关键词: Alzheimer’s Disease Mild Cognitive Impairment Montreal Cognitive Assessment clinimetrics cutoffs diagnosis

Mesh : Humans Alzheimer Disease / diagnosis psychology complications Cognitive Dysfunction / diagnosis psychology Female Male Aged Mental Status and Dementia Tests / statistics & numerical data standards Retrospective Studies Aged, 80 and over Middle Aged Sensitivity and Specificity Neuropsychological Tests / statistics & numerical data

来  源:   DOI:10.3233/JAD-240339

Abstract:
UNASSIGNED: In the era of disease-modifying therapies, empowering the clinical neuropsychologist\'s toolkit for timely identification of mild cognitive impairment (MCI) is crucial.
UNASSIGNED: Here we examine the clinimetric properties of the Montreal Cognitive Assessment (MoCA) for the early diagnosis of MCI due to Alzheimer\'s disease (MCI-AD).
UNASSIGNED: Data from 48 patients with MCI-AD and 47 healthy controls were retrospectively analyzed. Raw MoCA scores were corrected according to the conventional Nasreddine\'s 1-point correction and demographic adjustments derived from three normative studies.

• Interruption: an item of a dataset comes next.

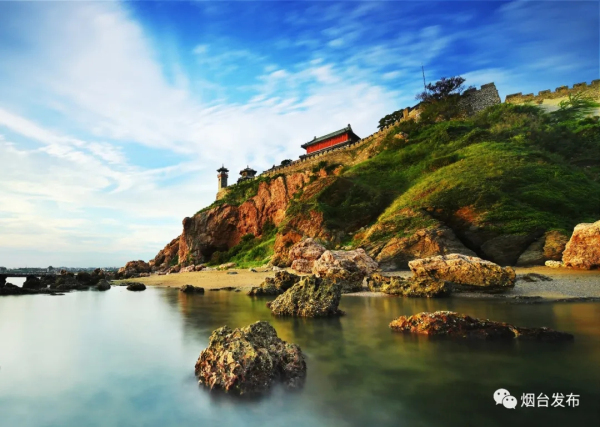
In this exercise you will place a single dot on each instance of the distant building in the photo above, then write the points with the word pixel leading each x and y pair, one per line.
pixel 335 139
pixel 222 177
pixel 247 174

Optimal cutoffs were determined while previously established cutoffs were diagnostically reevaluated.
UNASSIGNED: The original Nasreddine\'s cutoff of 26 and normative cutoffs (non-parametric outer tolerance limit on the 5th percentile of demographically-adjusted score distributions) were overly imbalanced in terms of Sensitivity (Se) and Specificity (Sp). The optimal cutoff for Nasreddine\'s adjustment showed adequate clinimetric properties (≤23.50, Se = 0.75, Sp = 0.70). However, the optimal cutoff for Santangelo\'s adjustment (≤22.85, Se = 0.65, Sp = 0.87) proved to be the most effective for both screening and diagnostic purposes according to Larner\'s metrics. The results of post-probability analyses revealed that an individual testing positive using Santangelo\'s adjustment combined with a cutoff of 22.85 would have 84% post-test probability of receiving a diagnosis of MCI-AD (LR+ = 5.06).

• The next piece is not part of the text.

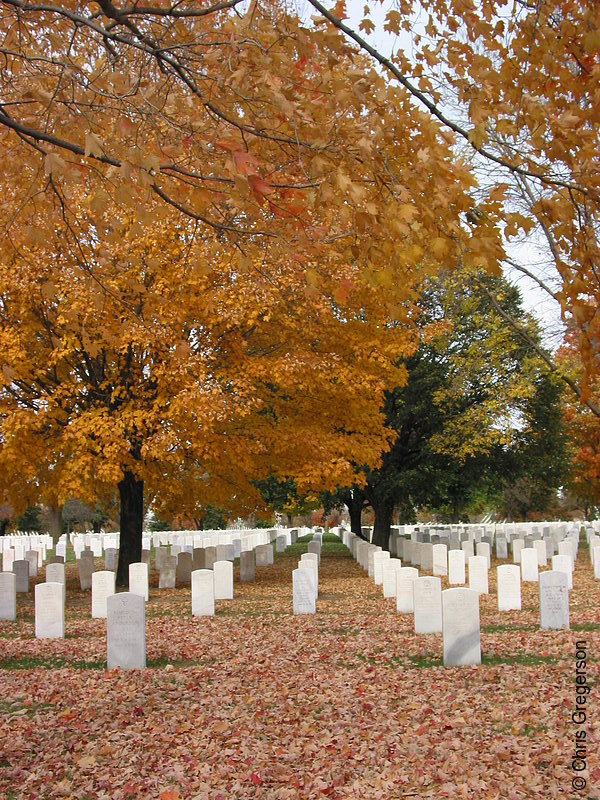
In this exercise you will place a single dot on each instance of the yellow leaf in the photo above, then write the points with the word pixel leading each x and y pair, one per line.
pixel 54 164
pixel 93 145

UNASSIGNED: We found a common (mal)practice of bypassing the applicability of normative cutoffs in diagnosis-oriented clinical practice. In this study, we identified optimal cutoffs for MoCA to be allocated in secondary care settings for supporting MCI-AD diagnosis. Methodological and psychometric issues are discussed.
摘要:
在疾病修饰疗法的时代,授权临床神经心理学家的工具包及时识别轻度认知障碍(MCI)是至关重要的。
在这里,我们研究了蒙特利尔认知评估(MoCA)的临床特性,用于早期诊断由于阿尔茨海默病(MCI-AD)引起的MCI。

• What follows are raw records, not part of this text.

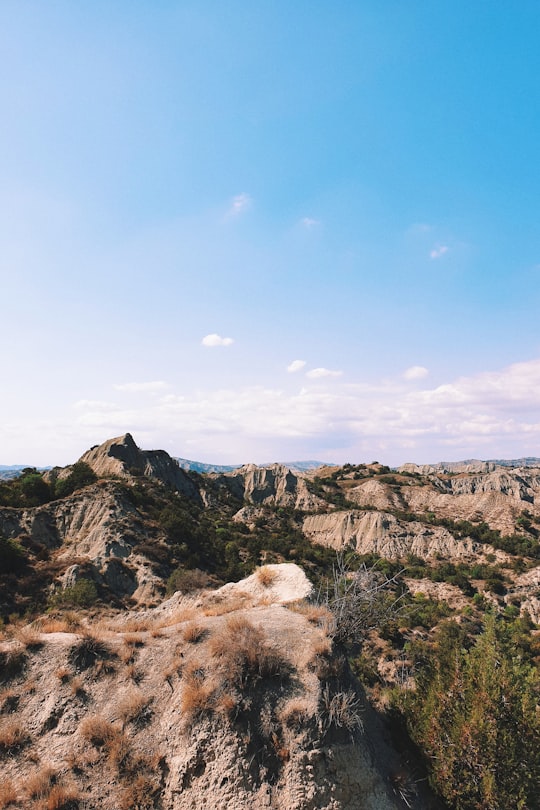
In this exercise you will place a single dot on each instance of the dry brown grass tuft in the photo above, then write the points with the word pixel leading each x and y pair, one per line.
pixel 295 713
pixel 243 653
pixel 198 698
pixel 137 625
pixel 120 755
pixel 63 797
pixel 266 575
pixel 67 622
pixel 340 709
pixel 184 613
pixel 219 605
pixel 134 707
pixel 12 663
pixel 194 632
pixel 133 673
pixel 315 614
pixel 141 794
pixel 76 687
pixel 9 701
pixel 98 730
pixel 226 704
pixel 13 736
pixel 8 793
pixel 92 651
pixel 39 784
pixel 29 638
pixel 134 640
pixel 63 674
pixel 103 734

对48例MCI-AD患者和47例健康对照者的数据进行回顾性分析。根据常规Nasreddine的1分校正和来自三项规范性研究的人口统计学调整对原始MoCA评分进行校正。确定最佳截止值,同时对先前建立的截止值进行诊断重新评估。
Nasreddine的原始截止值26和标准截止值(人口统计学调整分数分布的第5百分位数的非参数外部公差极限)在灵敏度(Se)和特异性(Sp)方面过于不平衡。Nasreddine调整的最佳截止值显示出足够的临床特性(≤23.50,Se=0.75,Sp=0.70)。然而,根据Larner的指标,Santangelo调整的最佳截止值(≤22.85,Se=0.65,Sp=0.87)被证明对筛查和诊断目的最有效。后概率分析的结果表明,使用Santangelo的校正结合22.85的截止值进行阳性测试的个体在测试后接受MCI-AD诊断的概率为84%(LR=5.06)。
我们发现了一种在以诊断为导向的临床实践中绕过规范截止值适用性的常见(错误)实践。在这项研究中,我们确定了将MoCA分配到二级护理机构以支持MCI-AD诊断的最佳截止值.讨论了方法论和心理测量学问题。